C. Correct!  Analytical procedures assume that plausible relationships among data may reasonably be expected to exist and continue in the absence of known conditions to the contrary. For this reason, data can be used to predict future balances against which recorded balances may be compared.

D. Incorrect…  Analytical procedures performed as substantive tests may be used in lieu of tests of balances and transactions.

Question 5

An auditor’s decision either to apply analytical procedures as substantive tests or to perform tests of transactions and account balances usually is determined by the

  1. Availability of data aggregated at a high level.
  2. Relative effectiveness and efficiency of the tests.
  3. Timing of tests performed after the balance sheet date.
  4. Auditor’s familiarity with industry trends.

The correct answer is: B.

A. Incorrect…  The performance of analytical procedures as substantive tests would, typically, require data that is not aggregated at a high level.

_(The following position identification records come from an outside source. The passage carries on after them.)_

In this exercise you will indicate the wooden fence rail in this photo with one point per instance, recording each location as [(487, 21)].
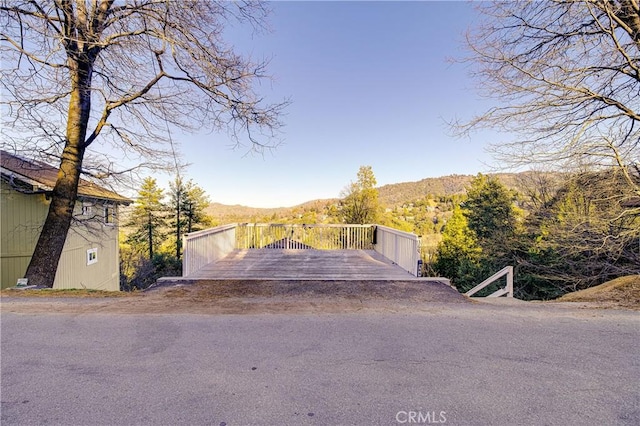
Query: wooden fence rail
[(204, 247)]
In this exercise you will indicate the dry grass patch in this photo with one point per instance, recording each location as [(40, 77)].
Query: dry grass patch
[(622, 292), (77, 293)]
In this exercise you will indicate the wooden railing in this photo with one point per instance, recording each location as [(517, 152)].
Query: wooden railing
[(506, 291), (320, 236), (402, 248), (203, 247)]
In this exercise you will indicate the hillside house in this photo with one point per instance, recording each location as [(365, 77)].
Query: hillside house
[(90, 258)]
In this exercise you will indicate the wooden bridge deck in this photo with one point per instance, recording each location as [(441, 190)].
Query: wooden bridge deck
[(283, 264)]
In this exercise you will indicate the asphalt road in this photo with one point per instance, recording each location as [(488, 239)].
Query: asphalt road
[(458, 365)]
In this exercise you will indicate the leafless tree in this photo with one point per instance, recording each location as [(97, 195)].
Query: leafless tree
[(85, 76), (566, 76)]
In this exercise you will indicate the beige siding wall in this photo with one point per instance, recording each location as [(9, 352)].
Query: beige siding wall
[(21, 221), (21, 218)]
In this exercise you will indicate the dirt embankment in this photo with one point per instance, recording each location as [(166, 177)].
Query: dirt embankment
[(253, 297), (238, 297)]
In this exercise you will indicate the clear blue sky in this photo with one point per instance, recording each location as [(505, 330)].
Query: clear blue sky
[(370, 84)]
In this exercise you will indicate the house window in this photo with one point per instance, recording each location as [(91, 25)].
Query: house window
[(92, 256), (87, 209), (109, 214)]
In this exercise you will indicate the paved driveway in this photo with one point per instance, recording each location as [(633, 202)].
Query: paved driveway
[(458, 364)]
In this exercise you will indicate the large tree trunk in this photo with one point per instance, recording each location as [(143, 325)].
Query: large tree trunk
[(44, 261)]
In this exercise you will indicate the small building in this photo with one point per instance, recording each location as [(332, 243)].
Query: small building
[(90, 258)]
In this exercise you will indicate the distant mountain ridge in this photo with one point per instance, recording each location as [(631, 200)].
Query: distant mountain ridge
[(390, 195)]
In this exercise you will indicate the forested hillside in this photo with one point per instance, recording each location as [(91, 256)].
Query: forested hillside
[(390, 196)]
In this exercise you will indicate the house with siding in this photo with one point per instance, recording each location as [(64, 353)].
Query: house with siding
[(90, 258)]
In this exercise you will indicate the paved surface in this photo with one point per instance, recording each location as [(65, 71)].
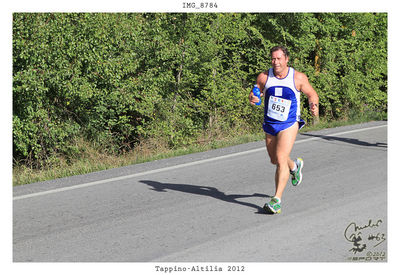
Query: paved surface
[(206, 207)]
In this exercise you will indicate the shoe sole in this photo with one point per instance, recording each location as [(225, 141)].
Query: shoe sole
[(300, 172), (271, 210)]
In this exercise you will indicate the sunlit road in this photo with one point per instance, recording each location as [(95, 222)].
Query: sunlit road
[(207, 207)]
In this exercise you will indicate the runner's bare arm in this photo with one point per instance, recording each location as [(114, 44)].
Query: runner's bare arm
[(308, 90), (261, 80)]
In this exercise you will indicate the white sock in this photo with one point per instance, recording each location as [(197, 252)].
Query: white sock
[(294, 167)]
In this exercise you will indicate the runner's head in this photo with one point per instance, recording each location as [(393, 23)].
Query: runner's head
[(279, 59)]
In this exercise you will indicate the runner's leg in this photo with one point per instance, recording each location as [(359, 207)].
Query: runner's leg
[(284, 144)]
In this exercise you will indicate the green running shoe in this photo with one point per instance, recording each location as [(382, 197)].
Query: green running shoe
[(297, 176), (274, 206)]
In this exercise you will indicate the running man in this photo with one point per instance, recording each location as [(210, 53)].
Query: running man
[(281, 86)]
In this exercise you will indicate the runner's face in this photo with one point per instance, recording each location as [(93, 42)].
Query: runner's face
[(279, 61)]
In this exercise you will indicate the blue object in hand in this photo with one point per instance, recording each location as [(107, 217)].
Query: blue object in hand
[(257, 93)]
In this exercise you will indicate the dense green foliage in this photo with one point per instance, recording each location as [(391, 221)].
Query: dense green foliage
[(118, 79)]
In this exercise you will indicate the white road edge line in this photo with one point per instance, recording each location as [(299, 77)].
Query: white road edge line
[(176, 166)]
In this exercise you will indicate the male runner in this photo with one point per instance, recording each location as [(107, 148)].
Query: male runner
[(281, 86)]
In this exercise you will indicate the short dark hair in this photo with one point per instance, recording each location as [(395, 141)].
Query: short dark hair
[(277, 48)]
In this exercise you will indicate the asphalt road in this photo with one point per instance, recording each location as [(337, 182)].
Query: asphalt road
[(207, 207)]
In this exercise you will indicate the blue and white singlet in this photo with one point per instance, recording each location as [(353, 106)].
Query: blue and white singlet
[(282, 103)]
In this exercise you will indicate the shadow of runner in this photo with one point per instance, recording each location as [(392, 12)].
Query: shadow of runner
[(205, 191)]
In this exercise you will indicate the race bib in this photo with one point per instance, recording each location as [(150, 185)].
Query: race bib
[(278, 108)]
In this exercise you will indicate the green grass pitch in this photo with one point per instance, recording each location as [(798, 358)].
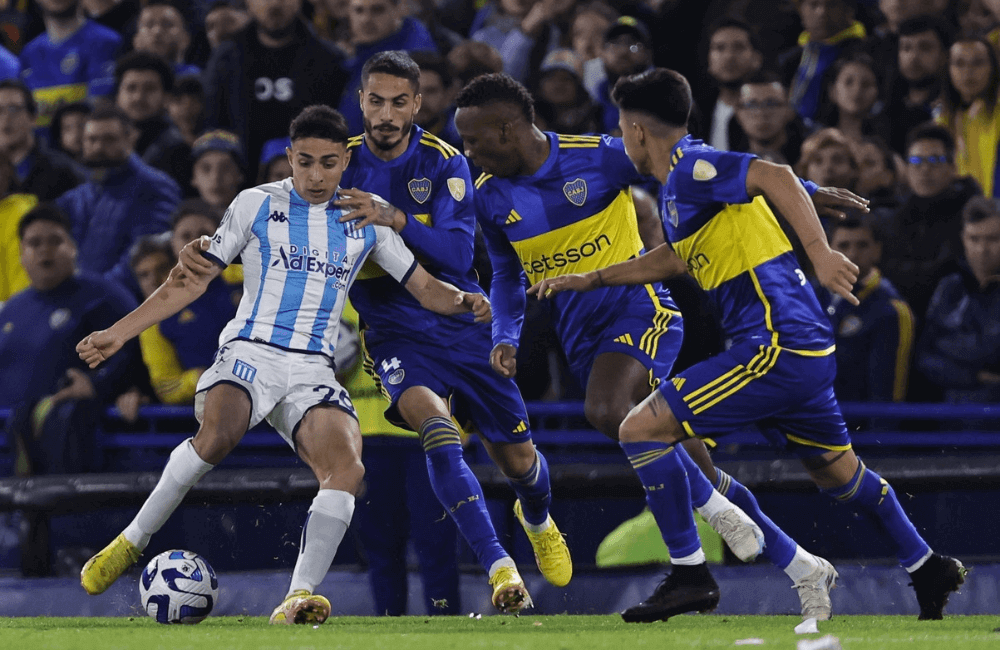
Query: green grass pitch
[(507, 632)]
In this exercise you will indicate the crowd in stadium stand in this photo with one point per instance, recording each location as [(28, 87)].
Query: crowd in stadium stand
[(150, 116)]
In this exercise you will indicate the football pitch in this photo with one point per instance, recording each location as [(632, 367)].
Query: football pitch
[(510, 633)]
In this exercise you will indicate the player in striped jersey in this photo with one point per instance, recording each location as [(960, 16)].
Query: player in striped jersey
[(275, 359), (552, 205), (431, 366), (779, 370)]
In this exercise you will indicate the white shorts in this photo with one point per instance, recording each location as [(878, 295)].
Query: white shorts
[(281, 385)]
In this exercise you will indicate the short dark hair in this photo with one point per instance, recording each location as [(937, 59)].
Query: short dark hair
[(144, 61), (195, 206), (319, 121), (21, 87), (497, 88), (980, 208), (396, 63), (931, 131), (664, 94), (44, 212)]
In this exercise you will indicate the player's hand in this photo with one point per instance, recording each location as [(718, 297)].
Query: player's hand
[(477, 303), (191, 260), (832, 201), (834, 271), (571, 282), (99, 347), (369, 209), (504, 360)]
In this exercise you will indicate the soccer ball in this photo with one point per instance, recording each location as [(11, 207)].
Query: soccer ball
[(178, 587)]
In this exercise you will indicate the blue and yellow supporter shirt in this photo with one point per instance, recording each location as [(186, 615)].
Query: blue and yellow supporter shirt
[(75, 69), (430, 182), (736, 250), (575, 214)]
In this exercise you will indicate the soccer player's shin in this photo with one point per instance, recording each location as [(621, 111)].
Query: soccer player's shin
[(458, 490)]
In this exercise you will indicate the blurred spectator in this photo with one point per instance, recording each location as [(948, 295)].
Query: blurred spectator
[(274, 165), (626, 51), (922, 65), (561, 102), (219, 168), (261, 79), (56, 400), (874, 339), (186, 107), (161, 30), (377, 26), (733, 56), (142, 81), (959, 349), (13, 206), (766, 124), (73, 60), (223, 21), (124, 199), (437, 91), (854, 108), (830, 32), (66, 130), (922, 237), (969, 109), (39, 170)]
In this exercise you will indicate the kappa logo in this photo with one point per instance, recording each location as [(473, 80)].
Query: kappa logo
[(576, 191)]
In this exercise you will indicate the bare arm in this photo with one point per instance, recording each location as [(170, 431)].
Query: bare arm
[(443, 298), (782, 189)]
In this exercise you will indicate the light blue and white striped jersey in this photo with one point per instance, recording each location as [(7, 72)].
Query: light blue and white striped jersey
[(298, 264)]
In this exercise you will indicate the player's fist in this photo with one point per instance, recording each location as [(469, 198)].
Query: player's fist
[(99, 347), (504, 360), (477, 303)]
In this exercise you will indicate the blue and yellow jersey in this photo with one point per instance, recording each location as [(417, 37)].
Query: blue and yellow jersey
[(76, 69), (430, 182), (736, 250), (575, 214)]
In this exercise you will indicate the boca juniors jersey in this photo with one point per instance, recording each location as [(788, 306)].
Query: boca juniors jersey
[(298, 265)]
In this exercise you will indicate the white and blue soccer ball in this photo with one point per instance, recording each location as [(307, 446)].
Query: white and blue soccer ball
[(178, 587)]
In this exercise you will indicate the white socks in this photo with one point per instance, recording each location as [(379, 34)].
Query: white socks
[(329, 516), (183, 470)]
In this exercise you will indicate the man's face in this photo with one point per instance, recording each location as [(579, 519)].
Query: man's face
[(141, 95), (151, 271), (217, 178), (981, 242), (921, 57), (161, 30), (48, 255), (374, 20), (859, 246), (16, 123), (824, 18), (929, 170), (731, 57), (487, 139), (388, 105), (189, 228), (763, 111), (317, 166), (106, 143)]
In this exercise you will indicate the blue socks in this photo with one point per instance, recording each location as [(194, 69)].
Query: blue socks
[(533, 491), (875, 496), (661, 470), (458, 490), (779, 548)]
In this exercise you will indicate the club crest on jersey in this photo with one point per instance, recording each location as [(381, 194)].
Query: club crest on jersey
[(576, 191), (457, 188), (420, 189)]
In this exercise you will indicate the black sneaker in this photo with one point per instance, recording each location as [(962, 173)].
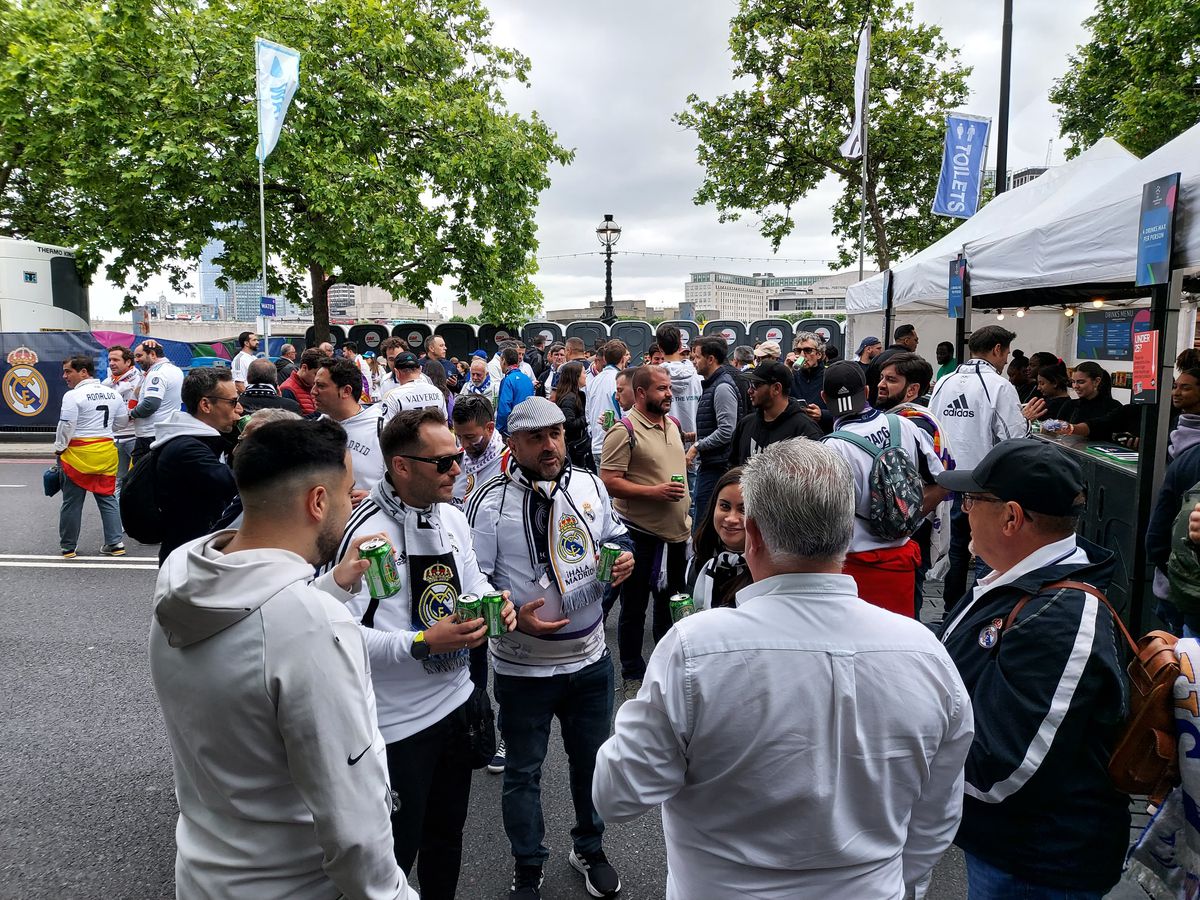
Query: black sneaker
[(526, 883), (599, 877)]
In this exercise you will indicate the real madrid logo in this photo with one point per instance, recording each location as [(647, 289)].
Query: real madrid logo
[(571, 543), (437, 599), (23, 387)]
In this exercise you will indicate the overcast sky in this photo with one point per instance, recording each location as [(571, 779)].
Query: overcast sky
[(607, 77)]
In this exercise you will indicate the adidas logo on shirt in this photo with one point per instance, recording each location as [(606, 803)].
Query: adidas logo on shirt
[(958, 408)]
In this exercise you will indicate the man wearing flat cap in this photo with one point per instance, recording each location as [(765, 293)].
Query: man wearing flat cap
[(1038, 657)]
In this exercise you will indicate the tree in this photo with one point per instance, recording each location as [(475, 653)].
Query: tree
[(767, 145), (1137, 81), (130, 127)]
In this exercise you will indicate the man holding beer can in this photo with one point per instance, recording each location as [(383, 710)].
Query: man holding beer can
[(539, 528), (419, 645)]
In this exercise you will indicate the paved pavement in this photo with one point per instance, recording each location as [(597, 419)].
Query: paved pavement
[(88, 809)]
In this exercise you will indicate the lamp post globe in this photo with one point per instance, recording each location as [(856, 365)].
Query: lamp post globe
[(609, 233)]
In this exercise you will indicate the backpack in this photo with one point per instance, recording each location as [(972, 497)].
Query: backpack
[(139, 501), (1145, 759), (895, 487)]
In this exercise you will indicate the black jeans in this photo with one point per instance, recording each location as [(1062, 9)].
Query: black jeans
[(636, 594), (430, 772)]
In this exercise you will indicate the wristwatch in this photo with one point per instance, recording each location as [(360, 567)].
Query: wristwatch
[(420, 649)]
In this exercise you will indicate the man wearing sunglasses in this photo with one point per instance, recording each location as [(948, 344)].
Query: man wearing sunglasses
[(1041, 816), (418, 647), (193, 483)]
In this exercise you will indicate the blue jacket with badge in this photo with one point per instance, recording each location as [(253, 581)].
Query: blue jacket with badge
[(1049, 701)]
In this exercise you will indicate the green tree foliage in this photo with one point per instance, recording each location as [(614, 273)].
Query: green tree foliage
[(129, 127), (771, 142), (1138, 79)]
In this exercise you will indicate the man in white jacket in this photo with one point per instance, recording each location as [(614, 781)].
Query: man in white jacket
[(977, 407), (265, 688), (805, 744)]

B. orrect!  Evidence may be gathered by means of analytical tests (performed as substantive tests), tests of transactions, and tests of details of balances. The decision as to which means to employ is based on the auditor’s judgment of the expected effectiveness and efficiency of the available procedures.

C. Incorrect…  The decision as to which type of procedure to perform is not based on the timing of tests performed after the balance sheet date. Evidence may be gathered from analytical procedures performed as substantive tests, tests of transactions, and tests of details of balances both before year-end and after year-end.

D. Incorrect…  The decision as to which type of procedure to perform is not based on the auditor’s familiarity with industry trends.  Understanding industry trends enables the auditor to better understand the company, which then facilitates the auditor’s use of analytical procedures. Industry knowledge is a factor impacting the use of the different procedures; it is not the determining factor, however.